If there has been a consistent, non-partisan critique of the Occupy Wall Street movement it has been that it lacks clear and common vision. That’s fine. So Occupy Wall Street doesn’t fit on a bumper sticker. But it doesn’t take a lot to see that the underlying movement circles around the problem of economic disenfranchisement. To that end, Occupy Wall Street could be seen as an economic movement– a response to persistent and ugly unemployment and wage stagnation and home depreciation and foreclosures, rather than a political movement. For now, that is.
With widespread economic disenfranchisement squeezing out the number of people able to effectively participate in our economy and with wealth increasingly concentrated among the upper 1% of our citizens, it should come as little surprise that the push for civic disenfranchisement is on as well. State-by-state Republicans have declared a war on voting.
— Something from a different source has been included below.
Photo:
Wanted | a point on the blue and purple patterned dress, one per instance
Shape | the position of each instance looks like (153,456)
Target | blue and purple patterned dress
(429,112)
The assaults include copy-cat Voter ID bills as well as direct challenges to the Voting Rights Act. The less people who participate in the democratic process, the better for the right, it would seem.
Those occupiers (both in fact and in spirit) should see the push against voting access as a companion assault to the push against economic independence. It is as offensive as charging excessive bank fees and pushing through foreclosures and as effective. Both attempt to game the system, whether economic or political, and both depend on the passivity of the population to succeed.
So maybe if we need a tag for Occupy Wall Street, if we are looking for a common theme to unite the interests of the occupiers, that tag could be this: enfranchise. Or re-enfranchise. Our current economic and political climate is the direct result of siphoning off participants–participants in the economy and participants in our civic life. Which means the answer is not an either/or. It is neither Occupy Wall Street nor occupy the voting booth. It’s both.






I agree about enfranchisement. The root issue, to me, is that our political system is working hand-in-hand with powerful corporate interests to systematically extract resources from the vast majority of people to give them to the very rich and powerful few. As political economist Mark Blyth puts it, risk is being socialized and rewards are being privatized.
I’m pretty convinced that Occupy Wall Street was a huge motivating force in at least 2 of the President’s major economic moves as of late: offering mortgage holders the chance to refinance mortgages that might be over 6% to 4.1% and the Student Loan Reform that he moved up to “next year.”
I don’t exactly know what I think about Occupy Wall Street, but they appear to have accomplished more than Congress has in 3 years in the last 3 months.
Keep it up 99%, I’m liking the results.